When Tony Abbott launched his election campaign in August 2013, he warned us that Kevin Rudd was “running the most dishonest election campaign in our history.”
Tony reassured us right up until the election
He then set about making his place in history
But Tony is gone and the party who thought for six years that he was the best person to lead them and our nation has elected a new leader.
The nation breathed a sigh of relief.
Malcolm would get us back on track to tackle climate change because he knows that Direct Action is an expensive waste of time or, to use his word, “bullshit”.
Malcolm is a proud Australian who would loudly proclaim the need for us to move on from the monarchy and become a Republic and get the ball rolling.
Malcolm has been a champion of marriage equality, realising there is no need to spend hundreds of millions asking the entire population if discrimination is ok.
Surely Malcolm knew what he was talking about when the Coalition promised that, within 100 days of being elected, the “NBN will have a new business plan to ensure that every household gains five times current broadband speeds – within three years and without digging up almost every street in Australia – for $60 billion less than Labor.”
After all, he is the innovation enabler.
Malcolm will get the kids out of detention. He made George Brandis go and talk to Gillian Triggs after all, and Tim Wilson seems less confident of getting her job.
Malcolm also understands that, to tackle the scourge of domestic violence, requires a cultural shift where women are respected at work and at home.

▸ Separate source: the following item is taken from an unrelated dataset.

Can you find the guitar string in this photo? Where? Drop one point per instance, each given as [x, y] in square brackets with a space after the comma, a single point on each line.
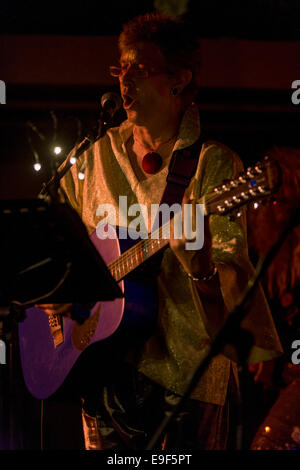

He showed that immediately with the choice of his cabinet. Mal Brough (what menu?), Jamie Briggs (I did nothing illegal), Mathias Cormann (solidarity bro), Peter Dutton (mad f*cking witch hater), Barnaby Joyce (geeze he was just having a drink), Michaelia Cash (I’m no feminist but I’m pissed off with him for interrupting my TURC).
He’s also got Sussan Ley. She’s a woman. And she’s very consultative. Extremely consultative. She’s so consultative she’s having another six inquiries on top of the countless reports she has already commissioned to find some way of dismantling medicare that the people won’t notice.
After fixing education, Christopher ‘the fixer’ Pyne has now gone on to fix industry, innovation and science.
Simon Birmingham seems a nice man. He’s young and we want renewal. Renewal is better than experience or expertise. Perhaps he’ll do better selling the backflip on education funding and delaying the attack on tertiary education. After all, he calmed down the furore over the mistaken text message by pointing out how admirable Peter Dutton was to confess that it was him.
Warren Truss has saved a lot of money by working out reannouncing infrastructure over and over is much cheaper than building it.
And Scott Morrison has fixed the budget emergency by telling us that was just politics. Things are so good we should all be excited. Phew, that was easy.
We’re all just one big happy family heading off on a holiday. Except Tony and his mates are being a bit naughty in the back seat. They keep poking people and just won’t be quiet.
As our previous PM, turned backseat driver, said in his campaign speech:
“… the worst deficit is not the budget deficit but the trust deficit. If you reward bad behaviour, you get more of it. If you reward failure, you just get more failure… send a signal to people in authority that we can forgive honest mistakes but not persistent incompetence and deception.”